La costante che emerge nei tre tempi dell’itinerario di pensiero di Jürgen Moltmann è dunque quella dell’alternativa che la conoscenza e l’esperienza del Signore vivente offrono alla varietà delle situazioni umane: qui sta la forza della sua opera, qui sta anche il suo necessario limite. È il limite di un teologo “situato” che si pone in pensiero e parla in un determinato contesto culturale, sociale e politico - quello occidentale, mittel-europeo e nord-americano -, ed è quindi significativo e sensato in tale contesto. Sbaglierebbe però chi volesse di qui derivare un pregiudizio sulla sua opera: la coscienza dei limiti è anche la forza di questa teologia, che la rende provocatoria nei confronti di altri contesti, nei quali - se diversi potranno essere i contenuti del messaggio da riscoprire - analoga dovrà essere la scelta di fondo dell’alternativa cristiana, che sola rende presente nella varietà delle situazioni la potenza liberante e sovversiva del Crocifisso-Risorto nella forza dello Spirito.
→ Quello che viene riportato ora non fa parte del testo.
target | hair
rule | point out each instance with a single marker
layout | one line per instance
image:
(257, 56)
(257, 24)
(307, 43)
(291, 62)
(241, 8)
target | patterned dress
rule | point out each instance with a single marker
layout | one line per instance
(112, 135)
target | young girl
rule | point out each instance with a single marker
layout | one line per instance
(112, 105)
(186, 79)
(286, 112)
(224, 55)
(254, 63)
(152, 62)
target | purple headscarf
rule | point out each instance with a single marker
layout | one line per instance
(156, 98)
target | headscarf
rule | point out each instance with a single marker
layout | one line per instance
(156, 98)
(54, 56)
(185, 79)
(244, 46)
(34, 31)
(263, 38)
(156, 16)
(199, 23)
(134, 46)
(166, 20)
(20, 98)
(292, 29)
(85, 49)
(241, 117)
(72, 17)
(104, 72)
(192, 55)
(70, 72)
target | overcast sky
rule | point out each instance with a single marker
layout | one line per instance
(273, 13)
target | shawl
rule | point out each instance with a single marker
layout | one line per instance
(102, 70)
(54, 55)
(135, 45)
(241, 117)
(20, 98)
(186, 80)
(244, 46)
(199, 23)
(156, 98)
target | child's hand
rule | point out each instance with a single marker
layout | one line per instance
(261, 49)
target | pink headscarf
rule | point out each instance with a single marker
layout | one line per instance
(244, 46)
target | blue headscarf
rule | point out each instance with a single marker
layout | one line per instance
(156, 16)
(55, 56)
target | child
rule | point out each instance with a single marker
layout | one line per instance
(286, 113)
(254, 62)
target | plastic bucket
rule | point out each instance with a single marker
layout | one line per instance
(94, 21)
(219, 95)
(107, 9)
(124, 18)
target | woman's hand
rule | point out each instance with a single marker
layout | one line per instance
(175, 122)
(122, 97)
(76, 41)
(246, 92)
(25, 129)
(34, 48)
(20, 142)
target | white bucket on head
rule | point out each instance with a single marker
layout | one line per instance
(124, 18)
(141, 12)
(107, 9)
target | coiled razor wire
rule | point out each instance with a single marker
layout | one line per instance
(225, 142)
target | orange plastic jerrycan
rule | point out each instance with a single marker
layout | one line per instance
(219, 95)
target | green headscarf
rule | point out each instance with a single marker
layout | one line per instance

Quest’attitudine di fondo, quest’opzione critica e pratica di pensare in maniera aperta al nuovo di Dio, con l’assunzione della ragione storica come intelligenza mai compiuta e sempre in tensione verso la verità che si disvela nel futuro, è la condizione che dispone a percepire in forma continuamente nuova l’alternativa evangelica, facendo spazio all’inesauribile fecondità del messaggio. Qui sta la sfida che un’esistenza teologica quale quella di Jürgen Moltmann lancia a tutte le possibili «avventure cristiane».